Episcopal Diocese of Northern Indiana Archives

Rev. Stephen Henry Battin

Stephen Henry Battin was born in New York in 1814 and graduated from General Theological Seminary in 1842 at the height of the Oxford Movement. An early call came to the rectorship of Christ Church, Cooperstown, an established parish supported by the author, James Fenimore Cooper. Battin had a strong head for business and kept detailed accounts of his expenditures there, and his business sense may have appealed to Trinity's vestry when they extended a call to him at the end of 1858. Battin had also earned a reputation as a teacher and had conducted a successful parochial school that met daily for four hours for students aged seven to fifteen.

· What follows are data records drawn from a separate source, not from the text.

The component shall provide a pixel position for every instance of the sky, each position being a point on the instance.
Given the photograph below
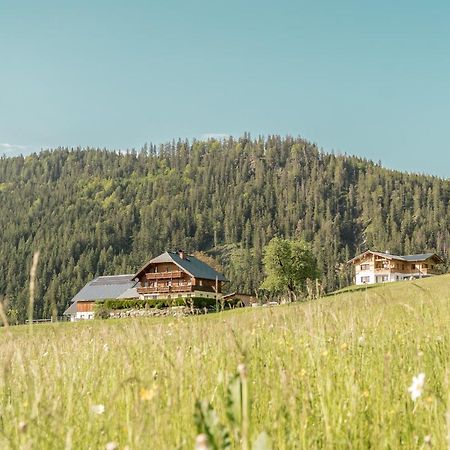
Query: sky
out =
(364, 78)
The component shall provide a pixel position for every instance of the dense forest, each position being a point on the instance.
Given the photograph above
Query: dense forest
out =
(92, 212)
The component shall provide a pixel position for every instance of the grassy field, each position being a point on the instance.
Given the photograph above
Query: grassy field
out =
(333, 374)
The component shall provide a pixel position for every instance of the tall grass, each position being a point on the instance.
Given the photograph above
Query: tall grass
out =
(333, 373)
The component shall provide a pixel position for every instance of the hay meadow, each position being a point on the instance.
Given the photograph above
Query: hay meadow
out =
(330, 374)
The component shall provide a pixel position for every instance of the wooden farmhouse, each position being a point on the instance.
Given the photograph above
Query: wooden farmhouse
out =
(169, 275)
(377, 267)
(177, 274)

A widower with an unmarried 14-year-old daughter, Kate, Battin arrived in Fort Wayne and almost immediately opened a girl's school in his home with Kate as a co-teacher. The school was opened for four hours a day at a tuition of between $2 and $5 per term. It consisted of both a primary department and a higher education program of English, Latin and French. Musical instruction was also offered, and the afternoons were sometimes spent on field trips touring local factories.

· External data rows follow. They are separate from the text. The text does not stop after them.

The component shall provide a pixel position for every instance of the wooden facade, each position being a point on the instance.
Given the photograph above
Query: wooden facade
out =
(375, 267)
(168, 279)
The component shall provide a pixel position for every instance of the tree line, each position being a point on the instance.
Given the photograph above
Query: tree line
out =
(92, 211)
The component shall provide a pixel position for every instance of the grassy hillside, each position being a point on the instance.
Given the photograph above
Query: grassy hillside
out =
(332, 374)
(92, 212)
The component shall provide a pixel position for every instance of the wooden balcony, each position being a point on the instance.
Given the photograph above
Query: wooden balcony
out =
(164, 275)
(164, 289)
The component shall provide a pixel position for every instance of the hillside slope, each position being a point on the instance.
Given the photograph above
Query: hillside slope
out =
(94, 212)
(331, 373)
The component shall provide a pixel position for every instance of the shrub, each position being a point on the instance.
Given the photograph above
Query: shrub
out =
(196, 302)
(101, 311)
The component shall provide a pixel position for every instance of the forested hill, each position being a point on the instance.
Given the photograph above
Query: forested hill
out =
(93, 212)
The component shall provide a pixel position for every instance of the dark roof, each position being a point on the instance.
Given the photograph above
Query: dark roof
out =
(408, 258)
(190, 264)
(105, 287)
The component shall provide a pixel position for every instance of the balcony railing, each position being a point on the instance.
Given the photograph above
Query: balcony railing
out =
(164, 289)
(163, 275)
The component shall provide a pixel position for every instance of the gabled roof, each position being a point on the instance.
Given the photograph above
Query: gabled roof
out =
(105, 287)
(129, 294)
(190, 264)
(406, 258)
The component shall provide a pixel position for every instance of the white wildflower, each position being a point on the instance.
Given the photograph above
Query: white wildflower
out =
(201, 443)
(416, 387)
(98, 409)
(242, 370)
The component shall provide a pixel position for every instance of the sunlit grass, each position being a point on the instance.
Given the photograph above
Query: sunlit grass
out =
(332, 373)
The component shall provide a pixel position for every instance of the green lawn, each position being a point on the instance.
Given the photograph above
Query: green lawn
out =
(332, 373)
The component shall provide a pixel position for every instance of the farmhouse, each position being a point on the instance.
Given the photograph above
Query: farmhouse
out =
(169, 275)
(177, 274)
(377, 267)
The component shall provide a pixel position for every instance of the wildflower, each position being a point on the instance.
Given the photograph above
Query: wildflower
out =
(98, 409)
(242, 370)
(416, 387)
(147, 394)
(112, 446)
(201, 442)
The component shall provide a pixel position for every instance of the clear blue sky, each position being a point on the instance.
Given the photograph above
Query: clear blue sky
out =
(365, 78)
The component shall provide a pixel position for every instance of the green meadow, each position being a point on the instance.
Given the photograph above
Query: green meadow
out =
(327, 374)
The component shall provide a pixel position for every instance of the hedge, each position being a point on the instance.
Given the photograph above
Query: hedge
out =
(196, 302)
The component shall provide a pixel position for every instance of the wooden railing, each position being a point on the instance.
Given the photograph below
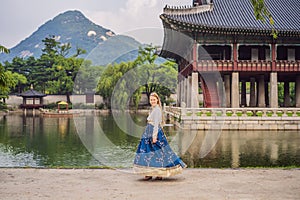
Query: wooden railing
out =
(248, 65)
(179, 112)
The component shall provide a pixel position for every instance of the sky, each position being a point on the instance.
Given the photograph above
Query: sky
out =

With the chapel and parsonage now finished, if imperfectly constructed, the Ladies Sewing Society of the parish began hosting early public fairs at the local Rockhill House hotel, at which they sold food and a variety of knitted items. Each year the entertainment became increasingly elaborate, and one year a fashion show was conducted, with parishioners wearing various European costumes.

The outbreak of the Civil War divided the Fort Wayne community. Bishop George Upfold forbade any clergy in the diocese from speaking out about slavery from the pulpit in an effort to tamp down the strong feeling of political partisanship. Battin, an abolitionist and temperance advocate, lent his support to the Union cause and offered prayers for the soldiers departing for the front. Also during this period Battin organized Trinity's first choir at a cost of $30, likely an unvested quartet of men and women who were paid to sing professionally each week. The choir came about at a time of increased attention to church music and the appearance of a new hymnal, Hymns Ancient and Modern in 1861, which had a profound change on hymn singing and the proliferation of standard tunes. Kate Battin would often play the organ, but Franklin Randall, a parishioner, complained that her playing sounded like "grinding." Battin also raised funds for domestic missionary work in the West and supported local temperance efforts.

In 1863, when the vestry began making plans to build a new church building, it decided that Battin was not the priest to lead them in this effort. In July, they asked for and received his letter of resignation. He moved from Fort Wayne to Bergen, New Jersey, and later to Jersey City, where he helped build Christ Church using $30,000 of his own money, He died at Jersey City on 23 February 1893.